Saturday, December 19, 2015

Singleton relates the story of an old-timey, country Christmas

George 'Buster' Singleton
(For decades, local historian and paranormal investigator George “Buster” Singleton published a weekly newspaper column called “Somewhere in Time.” The column below, which was titled “A story of a country Christmas,” was originally published in the Dec. 24, 1997 edition of The Monroe Journal in Monroeville, Ala.)

This is the story of a house built in the early 1800s in what used to be a thriving country community. This old house tells its story of happier times:

“Though I am old and have been deserted for many years, it has not always been this way. My yards are grown over with weeds and brush, and the only sound I hear is the sighing wind through the broken windows and the creaking of my foundation as it settles to the decay of time.

“My hearths are cold, because there is no one to kindle the fires to keep out the chill. My family, that built me, lie sleeping in the old church cemetery up the road aways. I am alone now, but there was a time when I knew the sound of laughter and the patter of little feet in my hallways. These walls hold many memories – dear memories that will dwell within until the foundations crumble. But before this happens, let me tell of happier times.

“Of all that I remember, I think the happiest times I recall were at Christmas.

“I remember the huge cedar tree that was brought out of the woods and trimmed to perfection before it was placed in the front room. The front room was where all the company was received. The nicest bed, the best chairs, the sofa, and the piano were in the front room.

“After the tree was in place, decorations were made and pine cones, painted all different colors, were placed on the tree. Sweetgum burrs were dipped in silver paint to look like huge snowflakes hanging in the windows. There were also the Indian corn with the many colored ears hanging in clusters at each end of the mantel.

“I could never forget the colorful paper chains looped about the tree, with handmade little paper bells hanging everywhere. Always, there was the silver star, made from tin foil saved from the chewing gum wrappers, in the top of the tree. The star was always packed away after the holidays, so it could be used again the next year.

“Oh yes, I almost forgot about the bunch of mistletoe tacked up in the hallway, just outside the front room door. All the young men would try to catch the young ladies under it where they would try to kiss them.

“I remember the little ones who were looking for Santa Claus on Christmas Eve. Each would place a box or a hat, and on occasion, the dishpan under the tree, for old Santa to put the candy and fruit in.

“There was always a fire left to burn in the huge fireplace for Santa to warm his hands and feet.

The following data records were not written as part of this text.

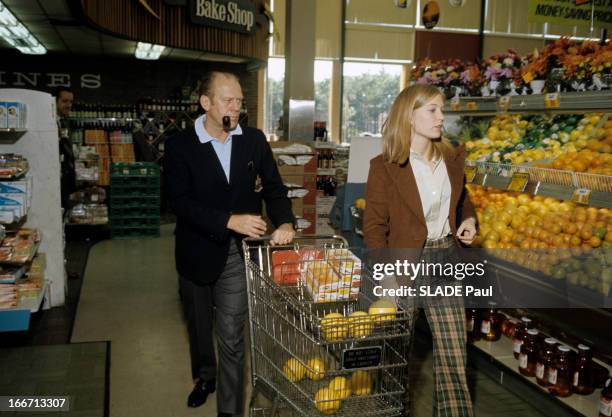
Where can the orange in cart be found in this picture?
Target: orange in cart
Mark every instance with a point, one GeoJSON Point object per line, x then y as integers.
{"type": "Point", "coordinates": [334, 326]}
{"type": "Point", "coordinates": [360, 324]}
{"type": "Point", "coordinates": [327, 402]}
{"type": "Point", "coordinates": [294, 370]}
{"type": "Point", "coordinates": [316, 369]}
{"type": "Point", "coordinates": [341, 386]}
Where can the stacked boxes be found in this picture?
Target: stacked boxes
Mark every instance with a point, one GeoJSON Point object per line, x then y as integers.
{"type": "Point", "coordinates": [15, 199]}
{"type": "Point", "coordinates": [12, 115]}
{"type": "Point", "coordinates": [134, 200]}
{"type": "Point", "coordinates": [337, 278]}
{"type": "Point", "coordinates": [297, 165]}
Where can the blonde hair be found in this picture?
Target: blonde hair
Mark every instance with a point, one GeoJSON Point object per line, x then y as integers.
{"type": "Point", "coordinates": [397, 130]}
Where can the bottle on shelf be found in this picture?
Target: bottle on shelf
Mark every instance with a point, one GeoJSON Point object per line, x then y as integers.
{"type": "Point", "coordinates": [605, 403]}
{"type": "Point", "coordinates": [545, 361]}
{"type": "Point", "coordinates": [490, 326]}
{"type": "Point", "coordinates": [559, 376]}
{"type": "Point", "coordinates": [472, 324]}
{"type": "Point", "coordinates": [529, 352]}
{"type": "Point", "coordinates": [520, 335]}
{"type": "Point", "coordinates": [583, 371]}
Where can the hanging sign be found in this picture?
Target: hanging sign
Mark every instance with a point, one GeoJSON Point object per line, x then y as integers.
{"type": "Point", "coordinates": [573, 13]}
{"type": "Point", "coordinates": [431, 14]}
{"type": "Point", "coordinates": [235, 15]}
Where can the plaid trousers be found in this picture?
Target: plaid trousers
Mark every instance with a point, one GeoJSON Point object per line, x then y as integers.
{"type": "Point", "coordinates": [447, 323]}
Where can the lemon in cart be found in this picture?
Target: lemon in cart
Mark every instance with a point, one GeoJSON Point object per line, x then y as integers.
{"type": "Point", "coordinates": [382, 311]}
{"type": "Point", "coordinates": [327, 401]}
{"type": "Point", "coordinates": [361, 383]}
{"type": "Point", "coordinates": [360, 324]}
{"type": "Point", "coordinates": [341, 386]}
{"type": "Point", "coordinates": [334, 327]}
{"type": "Point", "coordinates": [316, 369]}
{"type": "Point", "coordinates": [294, 370]}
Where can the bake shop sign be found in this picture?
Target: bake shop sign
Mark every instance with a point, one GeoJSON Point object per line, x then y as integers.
{"type": "Point", "coordinates": [235, 15]}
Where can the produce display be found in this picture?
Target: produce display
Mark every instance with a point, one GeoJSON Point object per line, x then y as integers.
{"type": "Point", "coordinates": [522, 139]}
{"type": "Point", "coordinates": [565, 235]}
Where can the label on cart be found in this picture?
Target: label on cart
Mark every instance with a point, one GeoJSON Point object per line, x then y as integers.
{"type": "Point", "coordinates": [518, 182]}
{"type": "Point", "coordinates": [552, 100]}
{"type": "Point", "coordinates": [504, 103]}
{"type": "Point", "coordinates": [581, 196]}
{"type": "Point", "coordinates": [361, 357]}
{"type": "Point", "coordinates": [605, 407]}
{"type": "Point", "coordinates": [540, 368]}
{"type": "Point", "coordinates": [552, 376]}
{"type": "Point", "coordinates": [517, 346]}
{"type": "Point", "coordinates": [470, 173]}
{"type": "Point", "coordinates": [485, 327]}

The coffee pot was placed beside the fireplace, so that all Santa had to do was to pull out a few coals with the fire poker and warm the coffee left for him.

“After supper, all the little ones were sent off to bed in the loft. For the next two or three hours threatening calls would come from the fireside telling them that if they didn’t go to sleep, Santa wasn’t coming. Finally, when there were no more sounds from the loft, a hurried trip was made out to the smokehouse for a taste of homemade blackberry wine. This would help pass the hours while waiting for Santa Claus.

“The next morning was really rough on me, but I really didn’t mind. The little ones would wake up early and nearly knock down the stairs coming down to see what they had in their Christmas boxes.

“After the morning breakfast was over, preparations would begin for the company that would start arriving around nine o’clock.

“After the meal was over, everyone would gather around that heavy piano and sing Christmas carols. That piano had a sound unlike any in the county. That after dinner singing was something to remember.

“I knew the day was about to end when I heard the rattle of the harnesses and the sounds of wagon wheels on the gravel outside.

“Many seasons have passed since I have felt the warmth of Christmas within me. Perhaps in time, someone will come and claim me again and laughter and warmth will abide again within these walls so Christmas will come again. But, until that time, I will wait and remember.”

 (Singleton, the author of the 1991 book “Of Foxfire and Phantom Soldiers,” passed away at the age of 79 on July 19, 2007. A longtime resident of Monroeville, he was born on Dec. 14, 1927 in Marengo County and served as the administrator of the Monroeville National Guard unit from 1964 to 1987. He is buried in Pineville Cemetery in Monroeville. The column above and all of Singleton’s other columns are available to the public through the microfilm records at the Monroe County Public Library in Monroeville. Singleton’s columns are presented here each week for research and scholarship purposes and as part of an effort to keep his work and memory alive.)